CDS traders were prescient in snapping up Greek and Dubai CDS long before anyone else realized the risk these countries are in (well, more like Goldman selling CDS to some very close clients, wink wink).
In exchange for figuring out what it took cash bond holders months to understand, these ‘speculators’ made a lot of money and in the process got branded as quasi-sovereign terrorists.
Well, Greece can sleep well: according to the latest DTCC CDS data (for the week ended April 9), CDS specs have completely deserted Greece, which saw the single biggest amount of Net Notional CDS decrease, to just over $8 billion, a reduction of $367 million in the prior week (which means all the widening in Greek spreads is now, and has been, just cash bond sales, precisely what Zero Hedge has claimed all along).
CDS traders are now focusing their attention on the one country which has so far slipped under everyone’s radar, yet which we disclosed is more on the hook in terms of Southern European exposure than even Germany: France, with $781 billion in total claims.
Should Greece topple the PIIGS dominoes, France will implode. And this is precisely what CDS traders are betting on now, taking advantage of absurdly tight France CDS levels.

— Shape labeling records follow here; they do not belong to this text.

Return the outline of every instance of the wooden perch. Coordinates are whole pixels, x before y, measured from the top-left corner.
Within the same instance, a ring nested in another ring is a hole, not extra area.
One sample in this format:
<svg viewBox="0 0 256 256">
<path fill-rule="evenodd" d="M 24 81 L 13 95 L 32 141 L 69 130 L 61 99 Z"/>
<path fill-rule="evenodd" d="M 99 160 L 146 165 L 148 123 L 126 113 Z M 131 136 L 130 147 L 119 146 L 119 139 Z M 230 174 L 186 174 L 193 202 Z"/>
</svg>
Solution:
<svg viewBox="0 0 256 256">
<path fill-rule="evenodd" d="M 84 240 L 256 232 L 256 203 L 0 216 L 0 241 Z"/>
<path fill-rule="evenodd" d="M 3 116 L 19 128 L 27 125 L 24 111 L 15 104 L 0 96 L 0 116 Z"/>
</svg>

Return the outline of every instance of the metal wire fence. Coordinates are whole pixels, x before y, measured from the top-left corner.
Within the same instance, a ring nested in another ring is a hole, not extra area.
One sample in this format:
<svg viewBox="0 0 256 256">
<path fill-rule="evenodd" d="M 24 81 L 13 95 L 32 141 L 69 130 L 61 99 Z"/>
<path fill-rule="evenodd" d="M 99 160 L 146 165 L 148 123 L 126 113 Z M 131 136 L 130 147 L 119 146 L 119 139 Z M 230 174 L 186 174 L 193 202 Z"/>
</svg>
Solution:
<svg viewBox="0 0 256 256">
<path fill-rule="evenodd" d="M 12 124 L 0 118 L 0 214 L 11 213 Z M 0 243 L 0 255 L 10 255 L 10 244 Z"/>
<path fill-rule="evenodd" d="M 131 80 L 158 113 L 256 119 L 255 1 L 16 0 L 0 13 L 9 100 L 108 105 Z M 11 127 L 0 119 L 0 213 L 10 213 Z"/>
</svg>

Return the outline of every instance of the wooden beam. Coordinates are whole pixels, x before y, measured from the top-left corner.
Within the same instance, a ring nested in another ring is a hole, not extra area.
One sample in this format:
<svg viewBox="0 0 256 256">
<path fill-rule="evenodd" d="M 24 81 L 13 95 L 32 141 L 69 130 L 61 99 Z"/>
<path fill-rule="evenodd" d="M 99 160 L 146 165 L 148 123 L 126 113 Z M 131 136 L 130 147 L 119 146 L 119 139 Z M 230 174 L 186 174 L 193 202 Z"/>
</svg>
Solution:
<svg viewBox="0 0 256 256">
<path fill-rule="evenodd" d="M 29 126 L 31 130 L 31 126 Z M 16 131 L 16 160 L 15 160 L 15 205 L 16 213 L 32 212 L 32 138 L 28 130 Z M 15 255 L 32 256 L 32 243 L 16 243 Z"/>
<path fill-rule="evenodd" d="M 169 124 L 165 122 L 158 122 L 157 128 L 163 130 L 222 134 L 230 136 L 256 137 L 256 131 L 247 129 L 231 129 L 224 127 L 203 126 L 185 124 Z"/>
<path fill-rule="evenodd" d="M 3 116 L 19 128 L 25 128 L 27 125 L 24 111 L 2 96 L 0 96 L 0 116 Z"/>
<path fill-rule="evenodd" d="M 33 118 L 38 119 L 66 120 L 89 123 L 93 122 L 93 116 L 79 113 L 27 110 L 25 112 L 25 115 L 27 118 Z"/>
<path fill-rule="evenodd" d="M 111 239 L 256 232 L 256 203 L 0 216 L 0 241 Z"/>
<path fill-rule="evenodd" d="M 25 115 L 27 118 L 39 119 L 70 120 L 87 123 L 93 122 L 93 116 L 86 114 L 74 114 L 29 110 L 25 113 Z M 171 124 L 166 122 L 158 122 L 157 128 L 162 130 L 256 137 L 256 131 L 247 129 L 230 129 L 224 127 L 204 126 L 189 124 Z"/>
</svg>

Also, just in case they are wrong on France, Spain and Portugal, not surprisingly, round out the top three names in which Net Notional saw the largest increase. Also not surprisingly, Japan rounds out the top 5 deriskers.
Top 10 deriskers:
Greece, and Dubai, are both among the top 10 reriskers, indicating that any profits to be made from widening in Greece and Dubai have already been taken. At this point residual hedging and unwinds is all that remains. We are confident that very little new Greece CDS exposure will be put on as nobody wants to hedge primary market positions as alas the GGB issuance market is now done.